International Subarachnoid Aneurysm Trial (ISAT) of neurosurgical clipping versus endovascular coiling in 2,143 patients with ruptured intracranial aneurysms: a randomised trial.

Molyneux A, Kerr R, Stratton I, Sandercock P, Clarke M, Shrimpton J, Holman R.
Lancet. 2002: 360: 1267-74.

Purpose: Determine whether endovascular treatment compared with neurosurgical treatment reduced the proportion of patients dependent or dead, defined by a modified Rankin score of 3-6

METHODS:
2143 patients randomly assigned endovascular coil treatment (n=1070) or neurosurgical clipping (n=1073).

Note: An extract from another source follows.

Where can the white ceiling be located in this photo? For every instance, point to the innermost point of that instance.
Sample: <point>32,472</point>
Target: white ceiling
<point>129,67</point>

Most randomized patients had good-grade (88 percent in WFNS grades I and II), small anterior circulation aneurysms (92 percent less than 11 mm in size).

RESULTS:

RESULTS:
Endovascular
(n=801)
Surgical
(n=793)
Died or had mRS score 3-6 at 1 year
23.7%
30.6%

- Relative risk reduction favoring coiling is 22.6%. Absolute risk reduction is 6.9%.*

- The risk of rebleeding during the first year was 2.4 percent for the endovascular group and 1.0 percent for the surgical group. Rebleeding after 1 year was 2 per 1,276 follow-up years for coiling patients and 0 per 1,081 follow-up years for surgical patients.

CONCLUSION:
In ruptured brain aneurysm patients, equally suited for both treatment options, endovascular coil treatment produces substantially better patient outcomes than surgery in terms of survival free of disability at one year.